Bei diesen ging es beispielsweise um die Optimierung der Effektivität einer Freifläche durch Entfernen der vorhandenen Verjüngung. Auch das Räumen von Reisig und Kronenmaterial oder zumindest das Sammeln auf Haufen erhöht die Wirkung einer Freifläche. Gleichermaßen sind größere Freiflächen (0,3-0,5 ha) zu bevorzugen.

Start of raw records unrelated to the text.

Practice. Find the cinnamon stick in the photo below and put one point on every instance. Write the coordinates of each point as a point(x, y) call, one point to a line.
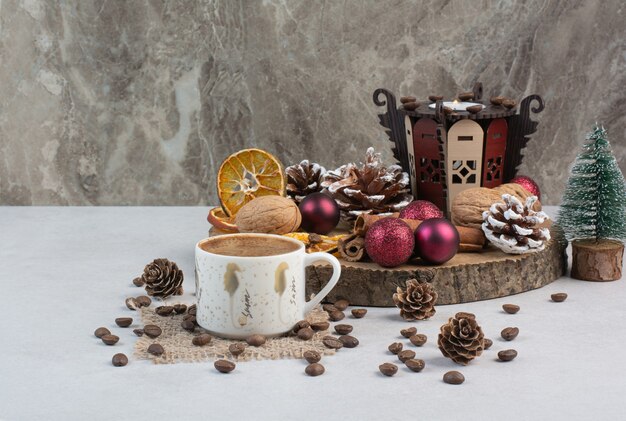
point(365, 221)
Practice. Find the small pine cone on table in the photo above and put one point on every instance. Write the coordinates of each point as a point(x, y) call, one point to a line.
point(461, 339)
point(417, 302)
point(163, 278)
point(303, 179)
point(368, 188)
point(515, 228)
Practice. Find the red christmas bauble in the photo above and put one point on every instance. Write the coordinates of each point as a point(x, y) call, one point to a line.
point(389, 242)
point(320, 213)
point(421, 210)
point(529, 184)
point(436, 240)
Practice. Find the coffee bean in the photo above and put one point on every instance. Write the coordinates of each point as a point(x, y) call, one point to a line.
point(320, 326)
point(359, 313)
point(119, 360)
point(156, 350)
point(237, 348)
point(487, 343)
point(329, 307)
point(152, 331)
point(224, 366)
point(101, 331)
point(143, 301)
point(164, 310)
point(405, 355)
point(312, 356)
point(332, 342)
point(415, 365)
point(190, 317)
point(395, 347)
point(314, 369)
point(349, 341)
point(418, 339)
point(202, 339)
point(300, 325)
point(407, 333)
point(131, 303)
point(256, 340)
point(336, 315)
point(180, 308)
point(305, 333)
point(507, 354)
point(343, 329)
point(341, 305)
point(453, 377)
point(188, 325)
point(509, 333)
point(388, 369)
point(510, 308)
point(110, 339)
point(124, 321)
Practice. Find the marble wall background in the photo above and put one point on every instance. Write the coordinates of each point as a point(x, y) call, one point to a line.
point(137, 102)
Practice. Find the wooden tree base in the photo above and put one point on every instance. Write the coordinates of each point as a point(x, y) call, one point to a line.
point(467, 277)
point(597, 260)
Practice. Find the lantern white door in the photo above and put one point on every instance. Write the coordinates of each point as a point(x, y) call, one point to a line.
point(408, 131)
point(464, 157)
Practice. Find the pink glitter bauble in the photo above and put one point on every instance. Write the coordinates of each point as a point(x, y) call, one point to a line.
point(389, 242)
point(529, 184)
point(436, 240)
point(421, 210)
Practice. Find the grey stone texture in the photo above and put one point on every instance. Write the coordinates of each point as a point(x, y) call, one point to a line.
point(138, 102)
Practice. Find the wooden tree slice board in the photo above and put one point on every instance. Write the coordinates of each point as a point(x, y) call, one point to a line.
point(467, 277)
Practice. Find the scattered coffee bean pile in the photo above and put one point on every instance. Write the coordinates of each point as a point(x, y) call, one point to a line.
point(304, 331)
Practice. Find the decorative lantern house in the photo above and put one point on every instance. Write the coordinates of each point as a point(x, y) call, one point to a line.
point(447, 150)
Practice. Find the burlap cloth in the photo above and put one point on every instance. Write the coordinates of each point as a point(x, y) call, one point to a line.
point(178, 347)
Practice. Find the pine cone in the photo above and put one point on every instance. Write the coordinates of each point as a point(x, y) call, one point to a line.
point(461, 339)
point(417, 302)
point(303, 179)
point(370, 188)
point(514, 228)
point(163, 278)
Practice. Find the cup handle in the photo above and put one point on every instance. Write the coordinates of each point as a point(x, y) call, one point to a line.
point(312, 258)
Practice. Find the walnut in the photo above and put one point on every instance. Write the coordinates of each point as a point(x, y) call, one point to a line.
point(269, 214)
point(468, 206)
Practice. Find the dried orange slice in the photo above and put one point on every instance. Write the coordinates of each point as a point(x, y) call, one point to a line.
point(247, 174)
point(219, 220)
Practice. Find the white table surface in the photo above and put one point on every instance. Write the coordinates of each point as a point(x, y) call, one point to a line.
point(66, 271)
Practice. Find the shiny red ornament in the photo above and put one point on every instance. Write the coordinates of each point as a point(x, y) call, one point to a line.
point(421, 210)
point(436, 240)
point(320, 213)
point(389, 242)
point(529, 184)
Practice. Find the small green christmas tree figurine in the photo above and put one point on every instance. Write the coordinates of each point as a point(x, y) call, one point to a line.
point(593, 211)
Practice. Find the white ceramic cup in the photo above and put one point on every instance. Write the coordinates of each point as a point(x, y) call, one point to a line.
point(238, 296)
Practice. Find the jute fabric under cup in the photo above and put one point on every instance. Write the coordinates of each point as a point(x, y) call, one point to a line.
point(178, 347)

Zu berücksichtigen ist, dass sich Waldstrukturen in relativ kurzer Zeit ändern können und mit diesem Tool auch ein Monitoring der Lebensraumveränderungen möglich ist. Allein das Höhenwachstum der Vegetation führt zu einer veränderten Zuordnung zu den einzelnen Strukturen oder dem Wegfall einer Freifläche. Auch Löcher nach Durchforstungen wachsen sehr schnell zu. Der erste Schritt dieses Lebensraummonitorings soll mit den Luftbildern aus den Jahren 2018 und 2019 stattfinden, um damit auch eine Evaluierung der durchgeführten Maßnahmen vornehmen zu können.

Fazit

Schon jetzt steht fest, dass durch die Auswertungen des Auerhuhn-Tools die naturraumbezogene Planung und die Durchführung und Kontrolle von großflächigen Maßnahmen für das Auerhuhn erst möglich werden. Diese Luftbildauswertung wird in den nächsten Jahren auch für weitere Arten in Baden-Württemberg angewandt. Fernerkundung wird als Methode zunehmend wichtig, um Waldstruktur großräumig abbilden zu können und dadurch Naturschutzmaßnahmen besser in die Waldwirtschaft integrieren zu können. Die Luftbildauswertungen kann somit ein Beitrag zum Schutz des Auerhuhns und anderer bedrohter Arten leisten.